Low Power Quantized YOLO for Face Detection on FPGA


Günay B., Okçu S. B., Bilge H. Ş.

International Graduate Research Symposium - IGRS’2022, İstanbul, Türkiye, 1 - 03 Haziran 2022, ss.358

  • Yayın Türü: Bildiri / Özet Bildiri
  • Basıldığı Şehir: İstanbul
  • Basıldığı Ülke: Türkiye
  • Sayfa Sayıları: ss.358
  • Gazi Üniversitesi Adresli: Evet

Özet

With the latest advances in embedded systems, artificial intelligence applications on edge devices have increased. In older systems, data was being collected from the edge devices and decision making was applied on the servers.
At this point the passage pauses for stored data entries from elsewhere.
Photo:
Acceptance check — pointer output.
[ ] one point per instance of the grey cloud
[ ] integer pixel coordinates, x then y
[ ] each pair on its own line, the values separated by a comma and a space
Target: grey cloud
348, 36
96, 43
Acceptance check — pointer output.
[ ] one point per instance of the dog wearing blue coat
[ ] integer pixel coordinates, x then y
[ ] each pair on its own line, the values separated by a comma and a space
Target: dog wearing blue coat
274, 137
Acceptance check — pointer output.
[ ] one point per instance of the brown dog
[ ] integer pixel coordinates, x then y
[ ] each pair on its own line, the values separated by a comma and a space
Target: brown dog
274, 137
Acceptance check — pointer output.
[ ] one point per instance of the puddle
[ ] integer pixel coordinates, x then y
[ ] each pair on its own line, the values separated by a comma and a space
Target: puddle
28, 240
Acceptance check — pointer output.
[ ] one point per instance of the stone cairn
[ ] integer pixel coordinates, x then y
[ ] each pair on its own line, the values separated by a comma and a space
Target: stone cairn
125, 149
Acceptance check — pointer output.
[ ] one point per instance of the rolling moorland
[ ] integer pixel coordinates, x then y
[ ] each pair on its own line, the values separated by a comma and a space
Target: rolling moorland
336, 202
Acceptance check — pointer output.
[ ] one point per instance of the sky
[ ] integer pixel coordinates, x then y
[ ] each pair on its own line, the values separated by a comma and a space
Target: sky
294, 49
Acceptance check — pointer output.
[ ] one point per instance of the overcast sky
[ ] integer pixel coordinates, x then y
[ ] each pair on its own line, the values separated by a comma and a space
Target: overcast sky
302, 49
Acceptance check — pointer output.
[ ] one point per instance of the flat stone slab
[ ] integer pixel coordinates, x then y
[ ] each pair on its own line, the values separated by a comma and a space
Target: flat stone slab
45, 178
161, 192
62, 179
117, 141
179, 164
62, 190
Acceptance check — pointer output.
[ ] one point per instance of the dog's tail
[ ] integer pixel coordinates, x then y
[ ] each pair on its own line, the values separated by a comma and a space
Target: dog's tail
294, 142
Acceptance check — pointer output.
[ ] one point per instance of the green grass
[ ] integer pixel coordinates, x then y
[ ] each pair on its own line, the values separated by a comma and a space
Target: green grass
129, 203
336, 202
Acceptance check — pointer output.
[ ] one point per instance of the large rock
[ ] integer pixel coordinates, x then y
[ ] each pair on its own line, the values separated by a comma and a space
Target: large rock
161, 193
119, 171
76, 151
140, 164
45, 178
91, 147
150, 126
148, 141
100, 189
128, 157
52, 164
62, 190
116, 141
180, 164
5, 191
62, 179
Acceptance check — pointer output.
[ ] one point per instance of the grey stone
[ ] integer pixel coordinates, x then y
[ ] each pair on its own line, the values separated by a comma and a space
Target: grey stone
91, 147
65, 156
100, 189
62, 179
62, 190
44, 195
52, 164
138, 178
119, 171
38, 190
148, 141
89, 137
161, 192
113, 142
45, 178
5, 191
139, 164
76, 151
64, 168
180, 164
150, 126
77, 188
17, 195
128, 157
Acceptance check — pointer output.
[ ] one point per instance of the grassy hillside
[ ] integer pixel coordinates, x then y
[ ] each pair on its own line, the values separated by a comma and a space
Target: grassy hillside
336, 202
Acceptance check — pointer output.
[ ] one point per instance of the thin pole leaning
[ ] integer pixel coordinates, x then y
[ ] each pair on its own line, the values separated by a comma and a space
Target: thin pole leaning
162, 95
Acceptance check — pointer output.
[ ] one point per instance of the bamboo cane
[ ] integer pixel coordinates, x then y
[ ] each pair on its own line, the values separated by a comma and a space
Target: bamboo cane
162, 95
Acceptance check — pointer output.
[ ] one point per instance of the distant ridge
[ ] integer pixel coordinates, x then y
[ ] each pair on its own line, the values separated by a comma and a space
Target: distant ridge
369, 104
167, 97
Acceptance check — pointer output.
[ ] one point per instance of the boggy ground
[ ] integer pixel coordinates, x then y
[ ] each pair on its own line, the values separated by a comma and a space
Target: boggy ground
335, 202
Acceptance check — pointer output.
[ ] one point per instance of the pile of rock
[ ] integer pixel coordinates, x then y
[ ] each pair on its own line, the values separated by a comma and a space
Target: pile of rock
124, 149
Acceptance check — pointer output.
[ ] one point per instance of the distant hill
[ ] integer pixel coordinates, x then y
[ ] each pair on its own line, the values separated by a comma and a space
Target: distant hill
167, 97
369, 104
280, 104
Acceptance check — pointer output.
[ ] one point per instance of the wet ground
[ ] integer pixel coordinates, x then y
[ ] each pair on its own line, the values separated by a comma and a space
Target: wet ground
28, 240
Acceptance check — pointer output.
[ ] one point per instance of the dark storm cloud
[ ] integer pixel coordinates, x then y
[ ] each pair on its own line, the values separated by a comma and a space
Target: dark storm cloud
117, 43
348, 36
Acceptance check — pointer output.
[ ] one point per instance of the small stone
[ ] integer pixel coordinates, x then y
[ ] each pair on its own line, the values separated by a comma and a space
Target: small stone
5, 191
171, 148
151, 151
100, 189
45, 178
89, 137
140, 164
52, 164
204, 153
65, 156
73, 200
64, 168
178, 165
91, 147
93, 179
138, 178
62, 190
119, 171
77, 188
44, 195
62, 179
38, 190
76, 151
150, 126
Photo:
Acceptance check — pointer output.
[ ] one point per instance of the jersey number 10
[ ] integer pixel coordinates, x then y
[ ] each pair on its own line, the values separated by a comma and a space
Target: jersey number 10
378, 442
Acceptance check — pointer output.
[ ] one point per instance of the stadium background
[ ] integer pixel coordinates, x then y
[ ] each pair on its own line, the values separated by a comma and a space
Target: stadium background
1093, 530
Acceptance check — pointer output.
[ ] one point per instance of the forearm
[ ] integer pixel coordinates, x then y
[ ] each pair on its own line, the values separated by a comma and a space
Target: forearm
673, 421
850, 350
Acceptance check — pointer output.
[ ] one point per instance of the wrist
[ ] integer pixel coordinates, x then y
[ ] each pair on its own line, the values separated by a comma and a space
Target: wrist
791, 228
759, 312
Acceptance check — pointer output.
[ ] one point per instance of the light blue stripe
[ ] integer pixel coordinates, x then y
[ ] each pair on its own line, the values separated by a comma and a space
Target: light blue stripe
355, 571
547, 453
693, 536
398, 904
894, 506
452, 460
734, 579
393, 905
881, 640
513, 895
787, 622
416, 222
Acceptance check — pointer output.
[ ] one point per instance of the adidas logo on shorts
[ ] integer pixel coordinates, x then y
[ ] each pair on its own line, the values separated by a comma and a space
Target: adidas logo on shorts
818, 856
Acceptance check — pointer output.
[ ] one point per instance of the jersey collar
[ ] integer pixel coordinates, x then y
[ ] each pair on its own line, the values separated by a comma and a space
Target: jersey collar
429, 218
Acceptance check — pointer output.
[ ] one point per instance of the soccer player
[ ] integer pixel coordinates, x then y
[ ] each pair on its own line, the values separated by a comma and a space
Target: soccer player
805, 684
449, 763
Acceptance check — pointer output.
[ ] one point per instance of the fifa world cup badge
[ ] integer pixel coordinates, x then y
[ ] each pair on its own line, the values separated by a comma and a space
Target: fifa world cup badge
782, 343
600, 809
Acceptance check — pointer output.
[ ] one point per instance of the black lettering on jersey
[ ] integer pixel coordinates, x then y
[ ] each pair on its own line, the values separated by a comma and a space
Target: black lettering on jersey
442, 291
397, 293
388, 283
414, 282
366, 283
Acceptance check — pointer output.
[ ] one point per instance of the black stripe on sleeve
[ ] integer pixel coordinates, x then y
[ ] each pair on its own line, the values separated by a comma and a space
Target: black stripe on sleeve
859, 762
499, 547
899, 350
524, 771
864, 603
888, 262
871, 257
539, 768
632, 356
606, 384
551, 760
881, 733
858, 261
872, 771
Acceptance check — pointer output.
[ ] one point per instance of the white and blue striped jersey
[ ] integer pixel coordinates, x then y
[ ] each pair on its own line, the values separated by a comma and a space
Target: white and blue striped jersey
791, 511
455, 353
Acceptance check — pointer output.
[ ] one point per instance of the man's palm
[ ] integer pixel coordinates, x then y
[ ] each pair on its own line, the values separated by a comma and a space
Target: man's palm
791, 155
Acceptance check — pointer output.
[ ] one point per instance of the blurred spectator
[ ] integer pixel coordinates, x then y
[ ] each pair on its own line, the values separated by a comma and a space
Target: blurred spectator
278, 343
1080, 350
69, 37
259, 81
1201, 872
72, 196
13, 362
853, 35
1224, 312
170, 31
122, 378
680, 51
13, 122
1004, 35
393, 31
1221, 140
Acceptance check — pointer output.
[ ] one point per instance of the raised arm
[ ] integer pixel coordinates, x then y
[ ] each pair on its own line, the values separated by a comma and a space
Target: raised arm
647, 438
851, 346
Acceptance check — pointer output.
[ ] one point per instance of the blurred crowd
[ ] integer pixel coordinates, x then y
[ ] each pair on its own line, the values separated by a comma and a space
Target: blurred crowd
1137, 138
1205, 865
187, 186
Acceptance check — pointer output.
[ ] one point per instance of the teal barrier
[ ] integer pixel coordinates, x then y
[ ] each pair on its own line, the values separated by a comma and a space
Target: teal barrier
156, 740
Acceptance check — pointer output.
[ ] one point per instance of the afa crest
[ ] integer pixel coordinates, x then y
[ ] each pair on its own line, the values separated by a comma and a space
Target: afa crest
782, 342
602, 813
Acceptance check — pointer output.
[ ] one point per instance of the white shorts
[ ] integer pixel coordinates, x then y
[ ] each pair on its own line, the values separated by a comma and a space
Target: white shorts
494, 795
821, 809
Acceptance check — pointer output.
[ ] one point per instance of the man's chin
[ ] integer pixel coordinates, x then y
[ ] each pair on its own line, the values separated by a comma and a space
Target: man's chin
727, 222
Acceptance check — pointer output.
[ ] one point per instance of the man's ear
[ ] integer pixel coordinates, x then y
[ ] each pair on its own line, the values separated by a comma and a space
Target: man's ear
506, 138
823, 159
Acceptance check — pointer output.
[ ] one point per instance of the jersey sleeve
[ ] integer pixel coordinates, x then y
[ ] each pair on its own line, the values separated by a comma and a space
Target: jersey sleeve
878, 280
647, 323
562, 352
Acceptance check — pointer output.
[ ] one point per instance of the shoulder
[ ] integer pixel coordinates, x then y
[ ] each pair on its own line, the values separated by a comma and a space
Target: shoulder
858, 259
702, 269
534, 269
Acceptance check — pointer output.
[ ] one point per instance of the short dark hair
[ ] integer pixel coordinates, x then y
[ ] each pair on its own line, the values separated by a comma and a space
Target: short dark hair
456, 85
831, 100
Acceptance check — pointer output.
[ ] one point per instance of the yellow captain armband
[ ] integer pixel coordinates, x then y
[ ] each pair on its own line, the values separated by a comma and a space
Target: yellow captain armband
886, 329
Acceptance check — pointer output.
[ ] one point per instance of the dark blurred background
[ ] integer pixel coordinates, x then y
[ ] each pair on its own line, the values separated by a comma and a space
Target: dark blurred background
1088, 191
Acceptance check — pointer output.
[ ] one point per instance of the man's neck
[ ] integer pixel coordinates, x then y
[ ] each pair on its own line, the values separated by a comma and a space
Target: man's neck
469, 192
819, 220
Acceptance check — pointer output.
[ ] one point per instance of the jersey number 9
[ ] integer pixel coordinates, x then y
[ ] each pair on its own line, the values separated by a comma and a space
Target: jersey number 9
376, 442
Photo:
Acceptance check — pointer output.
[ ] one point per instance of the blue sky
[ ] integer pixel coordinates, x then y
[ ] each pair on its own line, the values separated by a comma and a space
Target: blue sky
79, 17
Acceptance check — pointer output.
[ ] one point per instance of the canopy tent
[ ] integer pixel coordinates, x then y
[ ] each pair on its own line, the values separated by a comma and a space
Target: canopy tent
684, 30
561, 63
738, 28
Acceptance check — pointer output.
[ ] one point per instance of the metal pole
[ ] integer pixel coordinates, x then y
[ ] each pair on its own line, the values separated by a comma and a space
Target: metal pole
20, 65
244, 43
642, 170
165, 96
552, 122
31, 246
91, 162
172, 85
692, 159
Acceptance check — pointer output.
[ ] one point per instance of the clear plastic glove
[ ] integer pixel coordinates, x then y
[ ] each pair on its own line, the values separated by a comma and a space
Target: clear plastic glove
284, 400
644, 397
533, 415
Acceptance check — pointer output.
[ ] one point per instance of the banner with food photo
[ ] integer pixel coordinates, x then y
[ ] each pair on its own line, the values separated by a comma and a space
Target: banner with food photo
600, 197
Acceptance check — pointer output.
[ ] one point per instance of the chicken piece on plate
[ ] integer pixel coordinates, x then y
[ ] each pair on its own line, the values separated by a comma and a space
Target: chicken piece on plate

Therefore, low network speed or network problems were limiting the system performance. However, smarter applications can be developed and run on modern embedded systems. System-on-Chip (SoC) architectures which contain CPU and FPGA (Field Programmable Gate Array) in a single chip together offer low power consumption while running Convolutional Neural Networks (CNNs). In this paper, we modified, trained and deployed TinyYolov3 architecture for face detection by using Brevitas and FINN framework on PYNQ-Z2 board which is a low-end cheap development board having Xilinx Zynq 7020 SoC. With Brevitas which provides quantized version of convolution, fully-connected and activation layers of a CNN in Pytorch, we created modified version of TinyYolov3 with various integer bit precisions for weights (W) and activations (A) such as 2W4A, 3W5A, 4W2A, 4W4A, 6W4A and 8W3A. Then, we trained it in a quantized form with WiderFace dataset. To reduce power consumption and get higher speed, we optimized the logical resource allocation and used on-chip memory of the FPGA to store the weights and activations. Additionally, we changed the last layer’s activation function Sigmoid to rescaled HardTanh. To run the trained backbone CNN on the FPGA, we synthesized it with Vitis HLS and Vivado by using FINN-HLS library which contains layer definitions of the created model in C++. Besides, we utilized CPU of the SoC for preprocessing, postprocessing and TCP/IP streaming of the results in a multithreading approach to increase throughput. As a result, with the 4W4A bit precision, we observed 18 Frames Per Second (FPS) throughput, 2.4 Watt total power consumption on PYNQ-Z2, 70% utilization of the resources of the FPGA and 3% Mean Average Precision (mAP) drop on the accuracy compared to nonquantized version of the model.